Guest Blogger No 1: Laura Talley

October 28, 2010

I’m sure you all get sick of my voice so we’re incorporating some guest bloggers. We’re hoping for a few a month and we’re starting out with Laura Talley, creator of the blog Redheaded Skeptic. Laura started this blog after she ended her marriage to Baptist minister. Now she’s an Atheist. Her blog is fun and interesting and I would encourage you to check her out. Laura…

LT: Life is never a straight line. It seems we often go the hard way to get to our goals, if we ever make it there at all. Someone did the math on the Bible story of Moses leading the Israelites out of Egypt into the Promised Land. They wandered in the desert for 40 years on an eight-mile line from point A to point B. That’s how I feel at times.

Five years ago today, I was a conservative Baptist youth minister’s wife finishing up my psychology degree and preparing for motherhood and a life of serving at churches alongside my husband. Today I am married to another man, I have a 4-year-old daughter, I am working on pre-requisites for medical school and I am an atheist. You never know where life is going to take you. I am in the last place I ever thought I would be.
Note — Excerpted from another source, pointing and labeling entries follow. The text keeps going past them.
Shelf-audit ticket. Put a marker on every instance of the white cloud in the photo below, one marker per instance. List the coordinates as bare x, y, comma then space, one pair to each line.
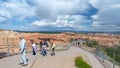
50, 9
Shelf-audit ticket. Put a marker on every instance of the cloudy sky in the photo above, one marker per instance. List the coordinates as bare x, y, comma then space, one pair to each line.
47, 15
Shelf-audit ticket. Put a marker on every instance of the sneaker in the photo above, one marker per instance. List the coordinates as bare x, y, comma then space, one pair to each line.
24, 64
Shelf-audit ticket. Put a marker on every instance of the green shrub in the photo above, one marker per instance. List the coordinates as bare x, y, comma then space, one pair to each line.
113, 53
80, 63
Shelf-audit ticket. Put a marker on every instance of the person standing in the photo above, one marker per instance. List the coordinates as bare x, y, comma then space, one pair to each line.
41, 43
53, 49
22, 46
44, 48
33, 47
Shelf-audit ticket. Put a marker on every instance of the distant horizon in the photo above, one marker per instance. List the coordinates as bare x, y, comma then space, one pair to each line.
60, 31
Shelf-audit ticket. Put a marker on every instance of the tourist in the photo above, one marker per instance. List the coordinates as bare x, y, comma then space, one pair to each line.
33, 47
22, 46
41, 43
53, 48
44, 48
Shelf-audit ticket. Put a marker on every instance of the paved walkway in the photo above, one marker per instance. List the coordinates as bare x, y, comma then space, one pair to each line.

To explain how I got here is like explaining how the Israelites wandered in the desert for so long. Full of twists and turns, and not all of it seems to make a lot of sense.

I married my now ex-husband at the age of 20. While we worked at a Baptist church, we also attended school. Bob (a pseudonym) attended his theology classes and we discussed them when he arrived home. Learning about the different theological theories sparked my curiosity and I began doing my own research. I became more moderate in my theology over time, and from moderate to liberal. By 2007, it was quite clear that I no longer belonged in a Baptist church.

When we graduated, we moved to a tiny town in the middle of nowhere with our infant daughter. The isolation from family and friends while caring for a new baby in a miserable marriage in a church where I felt I could not express my opinions led to a severe depression, but no one saw me fall and no one really cared as long as I still attended church and put on a spiritual face. No one, that is, except a friend of mine from college who had moved into general region to attend law school about an hour away from where we lived. When my marriage finally ripped apart, I stayed with the friend while my fundamentalist family showed no support.

Away from the conservative strangle, I delighted in attending a Presbyterian (PCUSA), and later Episcopalian (liberal) church. But I found that the questions I had while a Christian didn’t go away just because I liberated myself from an oppressive situation. I kept exploring and found that I no longer believed any of it anymore. A year after I left my ex-husband, I left the church entirely.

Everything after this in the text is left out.